Kawahara et al. (2022a) argue that the striped pattern reflects water-rock interactions, and it is suggested that zebra rock formed in an acid hydrothermal system. In this model, pH buffering of acid fluid with carbonate led to rhythmic Fe oxide precipitation. They distinguish two types of zebra rock according to colour and clay mineral assemblages. For their detailed observations (Kawahara et al., 2022a,b) analyses were made of seven samples bought at a gallery in Kununurra, in 2008. The samples were excavated from a quarry in a small island in Lake Argyle, the locality now flooded.

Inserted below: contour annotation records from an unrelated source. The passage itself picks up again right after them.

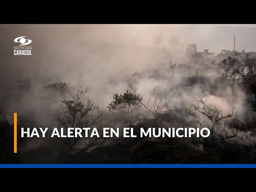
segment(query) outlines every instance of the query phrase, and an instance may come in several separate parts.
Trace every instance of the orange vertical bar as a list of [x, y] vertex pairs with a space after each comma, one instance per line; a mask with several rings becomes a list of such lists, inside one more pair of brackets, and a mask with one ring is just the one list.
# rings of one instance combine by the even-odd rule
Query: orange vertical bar
[[17, 153], [17, 113], [14, 113], [14, 152]]

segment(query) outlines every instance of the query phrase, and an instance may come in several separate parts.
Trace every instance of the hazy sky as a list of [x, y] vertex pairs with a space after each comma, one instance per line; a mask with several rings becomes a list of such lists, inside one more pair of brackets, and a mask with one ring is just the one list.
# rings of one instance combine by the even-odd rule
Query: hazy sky
[[[186, 25], [205, 25], [206, 24], [124, 24], [130, 27], [134, 27], [137, 29], [140, 29], [148, 27], [177, 27], [186, 26]], [[232, 27], [256, 27], [256, 24], [206, 24], [213, 25], [224, 25]]]

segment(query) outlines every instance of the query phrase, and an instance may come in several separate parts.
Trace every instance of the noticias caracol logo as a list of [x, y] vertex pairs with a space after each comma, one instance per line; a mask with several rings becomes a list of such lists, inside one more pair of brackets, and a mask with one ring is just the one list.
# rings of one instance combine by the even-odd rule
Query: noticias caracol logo
[[[26, 37], [26, 36], [21, 36], [20, 37], [17, 37], [15, 39], [14, 39], [14, 42], [16, 42], [16, 43], [20, 43], [21, 44], [19, 45], [27, 45], [28, 44], [30, 44], [32, 42], [32, 40], [30, 39], [26, 39], [24, 38], [24, 37]], [[20, 40], [20, 41], [19, 41]], [[27, 42], [26, 41], [28, 41]]]
[[20, 46], [14, 46], [14, 55], [32, 55], [31, 54], [32, 46], [24, 46], [28, 45], [32, 42], [30, 39], [26, 39], [24, 37], [26, 36], [21, 36], [16, 38], [14, 42], [16, 43], [20, 43]]

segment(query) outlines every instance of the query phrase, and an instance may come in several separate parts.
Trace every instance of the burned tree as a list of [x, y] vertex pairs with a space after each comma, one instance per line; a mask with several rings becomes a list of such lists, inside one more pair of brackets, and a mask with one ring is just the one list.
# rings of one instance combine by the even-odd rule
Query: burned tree
[[[211, 121], [211, 128], [210, 129], [210, 140], [208, 140], [207, 138], [205, 138], [206, 141], [210, 142], [213, 144], [216, 144], [222, 142], [226, 139], [236, 137], [240, 139], [243, 139], [243, 137], [240, 137], [238, 136], [238, 123], [236, 127], [233, 127], [232, 132], [232, 135], [228, 135], [226, 132], [224, 137], [221, 137], [220, 134], [217, 134], [221, 125], [219, 123], [223, 119], [232, 118], [237, 116], [234, 112], [235, 108], [233, 107], [231, 112], [228, 114], [224, 115], [221, 110], [219, 110], [216, 106], [207, 103], [207, 100], [203, 100], [203, 96], [200, 96], [199, 100], [197, 100], [197, 104], [192, 104], [190, 106], [194, 110], [197, 111], [201, 114], [207, 117]], [[199, 121], [197, 121], [202, 128], [202, 124]], [[219, 133], [218, 132], [218, 134]]]
[[[87, 95], [90, 89], [88, 87], [79, 87], [70, 99], [62, 101], [63, 105], [57, 111], [56, 117], [66, 132], [68, 128], [90, 127], [102, 116], [103, 112], [100, 111], [99, 106]], [[71, 151], [80, 140], [85, 138], [67, 137], [63, 141]]]
[[123, 94], [114, 94], [114, 100], [107, 107], [110, 112], [120, 111], [129, 114], [138, 109], [141, 105], [142, 97], [128, 90]]
[[74, 88], [68, 83], [60, 82], [44, 86], [38, 92], [37, 98], [42, 101], [56, 101], [59, 98], [65, 98], [72, 94]]

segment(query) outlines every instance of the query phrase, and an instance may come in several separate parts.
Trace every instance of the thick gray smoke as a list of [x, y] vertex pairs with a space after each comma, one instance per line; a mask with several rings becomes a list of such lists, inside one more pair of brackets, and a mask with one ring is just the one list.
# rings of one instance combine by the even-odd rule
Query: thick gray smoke
[[[43, 86], [60, 81], [74, 86], [90, 86], [90, 97], [105, 112], [99, 124], [121, 127], [128, 125], [123, 124], [126, 122], [106, 120], [111, 114], [107, 106], [113, 94], [136, 88], [146, 103], [150, 95], [155, 98], [159, 94], [156, 100], [159, 102], [165, 92], [172, 88], [179, 96], [170, 103], [172, 112], [182, 115], [181, 121], [193, 124], [182, 125], [182, 122], [176, 126], [196, 127], [198, 120], [205, 127], [211, 126], [205, 116], [190, 106], [200, 96], [223, 114], [235, 107], [239, 120], [245, 123], [255, 116], [248, 108], [248, 96], [238, 86], [222, 81], [222, 72], [216, 63], [220, 60], [218, 55], [221, 50], [233, 47], [234, 33], [237, 34], [238, 50], [256, 50], [256, 30], [208, 25], [149, 29], [128, 25], [1, 25], [0, 105], [10, 106], [10, 122], [15, 112], [33, 119], [35, 126], [53, 126], [57, 125], [54, 113], [61, 101], [47, 106], [42, 103], [37, 96]], [[161, 35], [162, 40], [154, 43], [153, 40]], [[21, 36], [32, 40], [31, 56], [13, 55], [13, 40]], [[177, 42], [170, 43], [174, 36], [182, 45], [178, 48], [174, 46]], [[197, 44], [198, 51], [213, 48], [216, 54], [192, 58], [186, 54], [186, 46], [194, 43]], [[166, 69], [174, 64], [175, 69]], [[31, 86], [22, 92], [17, 81], [26, 77], [32, 78]], [[189, 84], [184, 80], [188, 79]], [[149, 103], [154, 105], [150, 102]], [[152, 118], [150, 113], [136, 112]], [[162, 126], [168, 123], [163, 121]], [[225, 128], [222, 125], [219, 131], [225, 133]]]

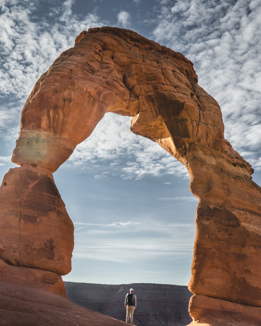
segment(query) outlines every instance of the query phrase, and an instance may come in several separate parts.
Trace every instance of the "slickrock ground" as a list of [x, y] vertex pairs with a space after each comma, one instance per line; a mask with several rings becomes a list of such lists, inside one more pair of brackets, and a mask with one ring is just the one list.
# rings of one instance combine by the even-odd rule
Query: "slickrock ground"
[[[224, 139], [220, 108], [197, 84], [191, 62], [131, 31], [83, 31], [36, 83], [12, 156], [20, 167], [0, 188], [0, 259], [54, 273], [50, 284], [59, 288], [59, 275], [71, 269], [73, 226], [52, 173], [108, 112], [132, 116], [132, 132], [158, 142], [189, 171], [199, 200], [189, 285], [194, 323], [260, 326], [261, 188]], [[38, 275], [46, 288], [48, 278]]]
[[67, 298], [82, 307], [124, 320], [126, 294], [133, 288], [137, 298], [133, 322], [137, 326], [185, 326], [192, 319], [188, 287], [137, 283], [108, 285], [65, 282]]
[[126, 323], [43, 290], [0, 281], [0, 325], [124, 326]]

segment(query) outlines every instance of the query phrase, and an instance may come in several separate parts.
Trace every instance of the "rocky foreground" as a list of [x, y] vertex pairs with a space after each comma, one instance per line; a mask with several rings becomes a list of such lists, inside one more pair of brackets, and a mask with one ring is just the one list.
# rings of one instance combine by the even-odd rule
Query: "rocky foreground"
[[185, 326], [192, 293], [181, 285], [147, 283], [118, 285], [65, 282], [67, 298], [94, 311], [125, 321], [126, 294], [133, 288], [137, 298], [133, 323], [137, 326]]

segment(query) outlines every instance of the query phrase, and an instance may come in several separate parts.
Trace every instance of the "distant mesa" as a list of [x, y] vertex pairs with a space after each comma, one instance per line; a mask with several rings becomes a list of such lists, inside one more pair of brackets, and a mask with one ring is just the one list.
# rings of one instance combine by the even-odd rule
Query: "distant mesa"
[[[191, 61], [110, 27], [82, 32], [40, 77], [22, 111], [12, 158], [20, 167], [9, 170], [0, 188], [0, 290], [8, 299], [1, 318], [22, 324], [27, 289], [30, 316], [47, 316], [42, 302], [58, 309], [43, 325], [57, 320], [61, 307], [69, 309], [61, 275], [71, 268], [73, 226], [52, 173], [106, 112], [132, 117], [133, 132], [157, 142], [189, 172], [199, 200], [192, 325], [260, 325], [261, 188], [253, 169], [224, 139], [220, 108], [198, 85]], [[11, 316], [2, 312], [11, 306]], [[83, 309], [79, 316], [88, 319], [93, 313]], [[70, 325], [72, 313], [58, 320]]]

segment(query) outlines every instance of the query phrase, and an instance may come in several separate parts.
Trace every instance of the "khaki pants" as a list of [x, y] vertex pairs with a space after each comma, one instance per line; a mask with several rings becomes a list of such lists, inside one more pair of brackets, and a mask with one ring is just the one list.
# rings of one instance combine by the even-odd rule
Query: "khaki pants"
[[133, 324], [133, 313], [134, 311], [134, 306], [127, 306], [127, 315], [126, 316], [126, 322], [129, 322], [129, 318], [130, 315], [130, 323]]

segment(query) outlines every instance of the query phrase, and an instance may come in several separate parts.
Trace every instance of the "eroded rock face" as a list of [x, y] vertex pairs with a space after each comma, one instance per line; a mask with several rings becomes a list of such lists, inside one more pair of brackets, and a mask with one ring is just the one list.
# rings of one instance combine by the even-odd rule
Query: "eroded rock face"
[[[22, 112], [12, 160], [24, 165], [16, 170], [21, 171], [19, 178], [25, 179], [8, 205], [6, 195], [1, 200], [0, 223], [7, 230], [2, 242], [5, 261], [36, 268], [43, 263], [48, 270], [68, 272], [72, 237], [67, 247], [60, 231], [50, 235], [54, 230], [50, 219], [60, 225], [61, 216], [68, 218], [64, 206], [60, 209], [61, 200], [51, 172], [89, 136], [106, 112], [114, 112], [133, 117], [131, 130], [157, 141], [190, 174], [191, 190], [199, 200], [190, 290], [233, 302], [232, 310], [239, 304], [261, 307], [261, 189], [252, 181], [251, 166], [224, 139], [220, 108], [197, 85], [192, 63], [180, 53], [118, 28], [84, 31], [75, 41], [40, 77]], [[34, 183], [24, 174], [25, 164], [37, 166], [45, 176]], [[1, 194], [7, 189], [5, 180]], [[41, 201], [41, 192], [53, 201], [48, 208], [45, 200]], [[40, 209], [35, 214], [38, 201]], [[19, 205], [24, 213], [19, 219]], [[35, 242], [29, 235], [36, 234], [37, 225], [40, 230], [39, 221], [41, 240]], [[70, 223], [63, 227], [71, 234]], [[12, 235], [13, 244], [9, 243]], [[55, 243], [55, 248], [66, 249], [53, 257]], [[203, 301], [193, 302], [192, 317]], [[204, 320], [211, 324], [208, 311]]]
[[49, 170], [10, 169], [0, 188], [0, 258], [60, 275], [70, 271], [73, 226]]

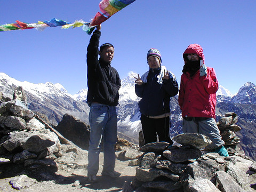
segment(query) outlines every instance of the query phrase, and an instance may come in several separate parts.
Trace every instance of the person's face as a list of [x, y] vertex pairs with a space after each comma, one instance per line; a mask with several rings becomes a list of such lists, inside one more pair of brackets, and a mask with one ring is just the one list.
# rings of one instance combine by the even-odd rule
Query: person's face
[[110, 63], [114, 58], [114, 47], [105, 47], [102, 51], [99, 52], [100, 57], [105, 62]]
[[195, 61], [199, 60], [199, 57], [196, 53], [190, 53], [188, 54], [187, 58], [189, 61]]
[[157, 57], [150, 56], [148, 58], [148, 64], [150, 69], [157, 69], [160, 67], [160, 61]]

Crystallography (XRD) distinguishes two types of zebra rock, either kaolinite- dominant or alunite- dominant. In a companion study, Kawahara et al. (2022b) examined bleached spots in Fe oxide rich sediments such as red beds, noting that localised reduction by organic matter is often invoked to explain such spots. However, evidence of microbial activity is often lacking. Based on zebra rock samples, they find that such spots (small in this case, circa 1 mm) may instead form by pyrite decomposition and associated pH changes. The original pyrite may be replaced by a pseudomorph of dickite with hematite and goethite. This may have widespread application, though it is a separate issue to the spectacular bands and cm-scale spots seen in Figs. 1-2.

Fig. 2: A close-up shows the strange spots, each ovoid in this plane through the rock, and 1-2 cm in size. What shape are they in 3 dimensions: spheroids, ovoids, rods? And why is each spot delineated by a thin, pale rim? I worry about this phenomenon (below), but honestly do not have the answers at this time.